Field of Science

Protein-protein interactions: Can't live without 'em, can't easily drug 'em

The many varieties of protein-protein interactions
Here's a pretty good survey of efforts to classify and drug protein-protein interaction (PPI) targets by a group from Cambridge University in Nature Review Drug Discovery. Most drug developers have been aware of the looming mountain of these ubiquitous interactions - there's at least 300,000 of them at last count and most likely many more - and have been trying to attack them in one way or another for more than a decade. There's also no doubt that many PPIs are involved in crucial ways in disease like cancer and inflammation. By any token PPIs are important.

As the review indicates though, attacking these interactions has been daunting to say the least. They present several challenges that seem to ask for both new scientific and institutional models of strategy. From the scientific standpoint PPIs present a nightmarish panoply of difficulties: proteins that change conformation when they comes together, water molecules that may or may not be involved in key interactions, the universal challenges of designing 'beyond rule of 5' drugs for such targets and the challenges of developing highly sensitive new biophysical techniques to detect ligand binding to begin with.

Consider protein flexibility, a factor which often is the nemesis of even 'regular', non PPI projects. Protein flexibility not only make crystallization hard and its results dicey, but it decidedly thwarts computational predictions, especially if the conformational changes are large. PPIs however regularly present cases in which the conformations of the unbound proteins are different from the bound ones, so at the very minimum you need crystal or NMR structures of both bound and unbound forms. This is even harder if one of the partners is a peptide, in which case it's likely going to undergo even more conformational changes when it binds to a protein target. The hardest case is two peptides such as Myc and Max, both of which are unstable and disordered by themselves, which stabilize only when they bind to each other. That's quite certainly an interaction forged in the fires of Mount Doom; good luck getting any kind of concrete structural data on that gem.

The screening challenges involved in studying PPIs are as if not harder than the structural challenges. NMR is probably the only technique that can reliably detect weak binding between proteins and ligands in as much of a 'natural' state as possible. although it presents its own difficulties like protein size and other technical challenges.
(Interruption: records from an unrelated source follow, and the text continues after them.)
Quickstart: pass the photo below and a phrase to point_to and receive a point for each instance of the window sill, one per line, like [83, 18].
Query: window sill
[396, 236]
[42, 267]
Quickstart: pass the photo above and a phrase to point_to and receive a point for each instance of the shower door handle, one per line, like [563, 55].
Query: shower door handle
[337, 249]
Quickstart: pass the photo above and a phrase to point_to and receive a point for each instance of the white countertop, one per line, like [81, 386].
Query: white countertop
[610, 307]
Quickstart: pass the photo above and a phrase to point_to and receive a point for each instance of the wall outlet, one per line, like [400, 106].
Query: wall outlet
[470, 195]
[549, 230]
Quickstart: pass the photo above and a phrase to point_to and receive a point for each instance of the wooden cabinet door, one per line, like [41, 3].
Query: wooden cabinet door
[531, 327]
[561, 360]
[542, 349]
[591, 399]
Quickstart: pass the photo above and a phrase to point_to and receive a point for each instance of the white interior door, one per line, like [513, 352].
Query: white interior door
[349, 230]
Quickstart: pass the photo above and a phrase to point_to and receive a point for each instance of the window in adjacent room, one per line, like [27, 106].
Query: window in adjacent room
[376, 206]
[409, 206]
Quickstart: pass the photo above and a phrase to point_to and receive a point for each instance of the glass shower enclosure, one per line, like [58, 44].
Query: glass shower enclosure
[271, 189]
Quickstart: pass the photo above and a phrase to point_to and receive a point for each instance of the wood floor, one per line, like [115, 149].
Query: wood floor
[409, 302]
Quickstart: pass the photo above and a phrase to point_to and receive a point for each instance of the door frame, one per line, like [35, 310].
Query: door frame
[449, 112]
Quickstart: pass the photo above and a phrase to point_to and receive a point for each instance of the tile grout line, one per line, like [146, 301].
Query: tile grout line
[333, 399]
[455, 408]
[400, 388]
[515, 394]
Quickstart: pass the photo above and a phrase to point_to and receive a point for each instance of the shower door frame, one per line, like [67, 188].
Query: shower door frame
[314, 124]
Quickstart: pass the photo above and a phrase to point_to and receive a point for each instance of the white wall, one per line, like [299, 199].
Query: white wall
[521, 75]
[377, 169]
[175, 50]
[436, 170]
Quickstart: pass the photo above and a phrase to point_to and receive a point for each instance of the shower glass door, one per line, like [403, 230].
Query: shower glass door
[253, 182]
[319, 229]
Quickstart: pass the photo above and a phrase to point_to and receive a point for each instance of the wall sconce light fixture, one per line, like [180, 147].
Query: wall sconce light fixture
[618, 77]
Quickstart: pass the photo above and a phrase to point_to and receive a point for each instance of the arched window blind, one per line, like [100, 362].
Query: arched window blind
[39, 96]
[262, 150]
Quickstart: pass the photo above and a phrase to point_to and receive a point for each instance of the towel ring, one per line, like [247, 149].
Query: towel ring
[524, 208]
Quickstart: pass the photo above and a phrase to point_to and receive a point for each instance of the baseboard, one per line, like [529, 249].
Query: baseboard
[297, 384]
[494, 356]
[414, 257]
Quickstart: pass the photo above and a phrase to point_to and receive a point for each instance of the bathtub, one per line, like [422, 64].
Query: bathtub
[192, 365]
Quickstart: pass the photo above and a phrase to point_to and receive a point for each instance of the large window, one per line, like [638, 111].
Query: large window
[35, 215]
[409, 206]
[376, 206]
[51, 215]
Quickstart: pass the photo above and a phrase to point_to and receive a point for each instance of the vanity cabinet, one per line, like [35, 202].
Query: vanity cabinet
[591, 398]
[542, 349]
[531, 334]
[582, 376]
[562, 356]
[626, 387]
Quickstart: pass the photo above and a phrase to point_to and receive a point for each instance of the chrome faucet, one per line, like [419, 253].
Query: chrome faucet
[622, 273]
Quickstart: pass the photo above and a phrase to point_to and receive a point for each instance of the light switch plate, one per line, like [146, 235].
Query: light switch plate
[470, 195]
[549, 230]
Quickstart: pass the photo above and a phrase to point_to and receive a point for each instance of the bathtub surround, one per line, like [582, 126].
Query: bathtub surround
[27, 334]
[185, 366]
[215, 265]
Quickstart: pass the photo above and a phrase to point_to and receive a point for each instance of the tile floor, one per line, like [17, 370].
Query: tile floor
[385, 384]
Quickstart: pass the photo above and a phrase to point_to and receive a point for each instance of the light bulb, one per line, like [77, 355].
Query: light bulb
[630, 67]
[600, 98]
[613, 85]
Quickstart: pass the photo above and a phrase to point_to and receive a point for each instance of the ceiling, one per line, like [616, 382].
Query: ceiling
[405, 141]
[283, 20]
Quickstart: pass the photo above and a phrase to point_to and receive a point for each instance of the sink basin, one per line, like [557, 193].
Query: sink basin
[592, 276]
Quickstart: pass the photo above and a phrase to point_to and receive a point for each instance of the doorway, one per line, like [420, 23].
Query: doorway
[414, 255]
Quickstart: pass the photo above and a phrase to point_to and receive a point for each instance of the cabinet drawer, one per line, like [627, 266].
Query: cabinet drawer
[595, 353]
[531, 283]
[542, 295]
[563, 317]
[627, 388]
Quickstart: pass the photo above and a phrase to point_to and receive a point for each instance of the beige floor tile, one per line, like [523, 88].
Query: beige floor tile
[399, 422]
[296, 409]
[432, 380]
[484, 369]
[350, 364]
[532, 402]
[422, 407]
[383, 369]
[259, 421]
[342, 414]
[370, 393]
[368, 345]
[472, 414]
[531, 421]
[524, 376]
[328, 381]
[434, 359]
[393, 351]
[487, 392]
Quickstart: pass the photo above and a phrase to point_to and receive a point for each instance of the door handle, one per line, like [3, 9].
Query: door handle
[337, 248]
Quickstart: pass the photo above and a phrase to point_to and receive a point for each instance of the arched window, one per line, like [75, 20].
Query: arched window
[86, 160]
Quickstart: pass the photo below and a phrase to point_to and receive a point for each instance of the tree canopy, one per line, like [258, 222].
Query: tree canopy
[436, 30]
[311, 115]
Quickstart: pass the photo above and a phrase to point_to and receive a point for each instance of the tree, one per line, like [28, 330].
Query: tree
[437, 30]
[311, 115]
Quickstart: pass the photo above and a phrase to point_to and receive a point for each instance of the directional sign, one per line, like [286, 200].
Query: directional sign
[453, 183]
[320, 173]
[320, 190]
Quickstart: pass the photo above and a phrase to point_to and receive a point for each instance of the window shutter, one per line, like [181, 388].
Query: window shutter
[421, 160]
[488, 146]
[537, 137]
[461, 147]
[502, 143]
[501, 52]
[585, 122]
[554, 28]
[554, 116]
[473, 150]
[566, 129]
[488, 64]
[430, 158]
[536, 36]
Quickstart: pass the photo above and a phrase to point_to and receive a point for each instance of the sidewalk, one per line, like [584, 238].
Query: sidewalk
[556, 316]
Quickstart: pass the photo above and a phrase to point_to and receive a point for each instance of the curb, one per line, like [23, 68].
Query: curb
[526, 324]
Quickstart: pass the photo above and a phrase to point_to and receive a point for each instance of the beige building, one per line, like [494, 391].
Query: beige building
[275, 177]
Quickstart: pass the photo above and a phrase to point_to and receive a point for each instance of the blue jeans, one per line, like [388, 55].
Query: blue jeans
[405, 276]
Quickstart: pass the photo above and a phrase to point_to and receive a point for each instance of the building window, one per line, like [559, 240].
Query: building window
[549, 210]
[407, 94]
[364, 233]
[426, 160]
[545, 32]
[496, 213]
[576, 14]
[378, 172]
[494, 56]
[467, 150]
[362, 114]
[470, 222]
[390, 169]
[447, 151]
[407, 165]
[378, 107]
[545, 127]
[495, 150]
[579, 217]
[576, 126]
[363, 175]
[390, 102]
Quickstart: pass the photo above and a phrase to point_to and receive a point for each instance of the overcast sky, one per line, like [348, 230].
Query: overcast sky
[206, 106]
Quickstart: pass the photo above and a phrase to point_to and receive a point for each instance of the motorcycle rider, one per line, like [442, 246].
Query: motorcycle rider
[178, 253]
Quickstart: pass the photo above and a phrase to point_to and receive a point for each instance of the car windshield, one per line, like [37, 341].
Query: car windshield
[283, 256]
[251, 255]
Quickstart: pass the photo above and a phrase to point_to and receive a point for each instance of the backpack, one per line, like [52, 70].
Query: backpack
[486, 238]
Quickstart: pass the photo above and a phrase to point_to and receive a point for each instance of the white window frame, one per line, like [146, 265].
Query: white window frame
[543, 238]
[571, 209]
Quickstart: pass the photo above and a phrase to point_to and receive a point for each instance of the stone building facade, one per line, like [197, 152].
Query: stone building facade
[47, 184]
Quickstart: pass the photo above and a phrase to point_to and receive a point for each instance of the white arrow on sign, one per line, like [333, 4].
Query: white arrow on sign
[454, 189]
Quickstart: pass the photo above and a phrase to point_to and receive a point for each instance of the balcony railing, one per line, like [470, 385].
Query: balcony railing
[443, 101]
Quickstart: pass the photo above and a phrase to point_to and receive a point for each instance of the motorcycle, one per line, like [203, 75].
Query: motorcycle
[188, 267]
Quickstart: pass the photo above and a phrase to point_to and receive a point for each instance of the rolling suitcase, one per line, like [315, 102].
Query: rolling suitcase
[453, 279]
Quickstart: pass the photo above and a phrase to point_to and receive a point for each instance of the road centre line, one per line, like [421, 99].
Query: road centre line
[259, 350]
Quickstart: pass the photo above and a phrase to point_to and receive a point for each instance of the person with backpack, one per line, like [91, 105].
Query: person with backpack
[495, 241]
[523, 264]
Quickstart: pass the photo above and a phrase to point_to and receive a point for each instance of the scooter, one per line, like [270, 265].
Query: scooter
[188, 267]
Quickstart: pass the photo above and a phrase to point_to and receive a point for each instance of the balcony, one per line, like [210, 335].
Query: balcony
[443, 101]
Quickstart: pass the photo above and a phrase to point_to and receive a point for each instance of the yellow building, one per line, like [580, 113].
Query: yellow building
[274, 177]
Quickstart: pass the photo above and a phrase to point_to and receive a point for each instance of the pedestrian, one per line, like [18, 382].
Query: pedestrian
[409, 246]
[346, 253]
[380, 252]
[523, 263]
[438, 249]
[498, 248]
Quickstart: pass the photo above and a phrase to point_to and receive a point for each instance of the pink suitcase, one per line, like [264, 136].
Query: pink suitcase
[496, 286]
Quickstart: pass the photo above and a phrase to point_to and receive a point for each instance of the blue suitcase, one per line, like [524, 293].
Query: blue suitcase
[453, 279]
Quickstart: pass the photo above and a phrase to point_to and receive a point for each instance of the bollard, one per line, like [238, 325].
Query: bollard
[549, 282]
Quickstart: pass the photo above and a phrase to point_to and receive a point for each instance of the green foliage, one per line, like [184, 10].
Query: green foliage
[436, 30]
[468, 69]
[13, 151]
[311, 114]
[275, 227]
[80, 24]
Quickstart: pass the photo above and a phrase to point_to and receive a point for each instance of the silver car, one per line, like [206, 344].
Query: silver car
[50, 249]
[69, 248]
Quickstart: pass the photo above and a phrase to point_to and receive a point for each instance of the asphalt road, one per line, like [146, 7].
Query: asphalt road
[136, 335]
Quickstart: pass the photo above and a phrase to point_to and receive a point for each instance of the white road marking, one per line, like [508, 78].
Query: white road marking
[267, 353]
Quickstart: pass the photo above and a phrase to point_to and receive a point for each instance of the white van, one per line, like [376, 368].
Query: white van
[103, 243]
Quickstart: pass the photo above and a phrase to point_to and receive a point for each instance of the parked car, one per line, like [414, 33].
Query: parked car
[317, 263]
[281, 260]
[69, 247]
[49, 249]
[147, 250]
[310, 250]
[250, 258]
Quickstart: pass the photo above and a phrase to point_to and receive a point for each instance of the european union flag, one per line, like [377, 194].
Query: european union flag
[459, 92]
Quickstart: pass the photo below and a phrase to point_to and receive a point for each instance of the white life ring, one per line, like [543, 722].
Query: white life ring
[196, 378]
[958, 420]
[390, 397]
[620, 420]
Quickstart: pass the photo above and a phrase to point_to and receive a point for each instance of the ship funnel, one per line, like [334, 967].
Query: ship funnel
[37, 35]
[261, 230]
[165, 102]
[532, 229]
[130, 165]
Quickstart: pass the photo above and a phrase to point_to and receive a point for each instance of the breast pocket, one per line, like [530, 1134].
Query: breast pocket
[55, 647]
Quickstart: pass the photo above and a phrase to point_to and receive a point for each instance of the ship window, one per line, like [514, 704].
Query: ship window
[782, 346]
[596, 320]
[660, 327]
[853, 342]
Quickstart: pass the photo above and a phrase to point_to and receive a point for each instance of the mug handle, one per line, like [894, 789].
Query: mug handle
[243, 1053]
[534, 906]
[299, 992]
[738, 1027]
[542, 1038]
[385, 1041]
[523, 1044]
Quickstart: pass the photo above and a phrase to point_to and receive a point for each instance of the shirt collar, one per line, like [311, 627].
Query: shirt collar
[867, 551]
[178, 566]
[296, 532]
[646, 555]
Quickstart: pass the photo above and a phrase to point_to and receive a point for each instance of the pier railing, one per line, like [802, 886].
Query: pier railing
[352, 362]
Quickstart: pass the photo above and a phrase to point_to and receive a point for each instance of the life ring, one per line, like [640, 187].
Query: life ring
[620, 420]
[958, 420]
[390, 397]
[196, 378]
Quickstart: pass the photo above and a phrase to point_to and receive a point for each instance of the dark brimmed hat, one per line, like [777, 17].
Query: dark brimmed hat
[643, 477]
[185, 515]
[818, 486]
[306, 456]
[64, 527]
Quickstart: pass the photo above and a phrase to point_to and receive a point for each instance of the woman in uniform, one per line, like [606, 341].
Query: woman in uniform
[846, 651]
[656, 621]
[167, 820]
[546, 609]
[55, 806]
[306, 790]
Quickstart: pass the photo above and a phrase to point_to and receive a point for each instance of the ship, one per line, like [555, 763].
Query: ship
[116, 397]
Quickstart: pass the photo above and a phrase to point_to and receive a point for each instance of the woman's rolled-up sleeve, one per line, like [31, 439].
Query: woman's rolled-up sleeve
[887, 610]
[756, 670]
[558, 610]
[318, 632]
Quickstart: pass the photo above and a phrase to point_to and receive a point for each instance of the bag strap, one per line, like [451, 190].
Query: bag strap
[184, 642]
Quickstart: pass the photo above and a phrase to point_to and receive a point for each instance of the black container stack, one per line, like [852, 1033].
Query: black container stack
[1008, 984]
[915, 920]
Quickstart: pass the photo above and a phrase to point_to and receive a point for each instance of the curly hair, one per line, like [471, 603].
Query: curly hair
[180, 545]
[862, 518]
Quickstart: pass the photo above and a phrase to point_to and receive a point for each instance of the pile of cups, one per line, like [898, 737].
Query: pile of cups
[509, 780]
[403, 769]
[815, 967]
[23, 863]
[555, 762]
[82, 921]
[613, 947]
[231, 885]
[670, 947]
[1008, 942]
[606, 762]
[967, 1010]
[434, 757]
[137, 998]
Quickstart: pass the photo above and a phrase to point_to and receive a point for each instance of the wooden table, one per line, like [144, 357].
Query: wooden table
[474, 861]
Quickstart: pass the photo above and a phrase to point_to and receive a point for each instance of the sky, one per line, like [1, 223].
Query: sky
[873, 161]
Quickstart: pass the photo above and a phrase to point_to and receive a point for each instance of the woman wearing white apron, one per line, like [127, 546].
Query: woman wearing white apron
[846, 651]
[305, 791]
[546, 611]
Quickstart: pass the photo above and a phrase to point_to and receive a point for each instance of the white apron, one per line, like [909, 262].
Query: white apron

SPR and FRET can help, but you are really testing the limits of these binding assays in such cases. Finding reliable, more or less universal methods that combine high throughput with good sensitivity has been an elusive goal, and most data we have on this front is anecdotal.

Finally, the medicinal chemistry challenges can never be underestimated, and that's where the institutional challenges also come in. In many PPI projects you are basically trying to approximate a giant block of protein or peptide by a small molecule with good pharmacological properties. In most cases this small molecule is likely going to fall outside the not-so-hallowed-anymore Lipinski Rule of 5 space. I should know something about this since I have worked in the area myself and can attest to the challenges of modeling large, greasy, floppy compounds. These molecules can cause havoc on multiple levels: by aggregating among themselves, by sticking non-specifically to other proteins and by causing weird conformational changes that can only be 'predicted' when observed (remember that old adage about the moon...). Not only do you need to discover new ways of discovering large PPI inhibitors that can make it across cell membranes and are not chewed up the moment they get into the body, but you also need new management structures that encourage the exploration of such target space (especially in applications like CNS drug discovery: in oncology, as happens depressingly often, you can get away with almost anything). If there's one thing harder than science, it's psychology.

In spite of these hurdles which are reflected in the sparse number of bonafide drugs that have emerged from PPI campaigns, the review talks about a number of successful pre-clinical PPI projects involving new modalities like stapled peptides, macrocycles and fragment-based screening that at the very least shine light on the unique properties of two or more proteins coming together. One of the more promising strategies is to find an amino acid residue in one partner of a PPI that acts like an 'anchor' and provides binding energy. There have been some successful efforts to approximate this anchor residue with a small molecule, although it's worth remembering that nature designed the rest of the native protein or peptide for a reason. 

Another point from the review which seems to me like it should be highlighted is the importance of academia in discovering more novel features of PPIs and their inhibitors. In a new field even the basics are not as well known, it seems logical to devote as many efforts to discovering the science as to applying it. At the very least we can bang our collective heads against the giant PPI wall and hope for some cracks to emerge.

1 comment:

  1. I feel like what's said in your blog post has been the state of the field for the past half-decade, if not longer. i.e. the field feels stagnant. Have there been any developments? New drugs? Computational predictions seem to remain insufficiently useful.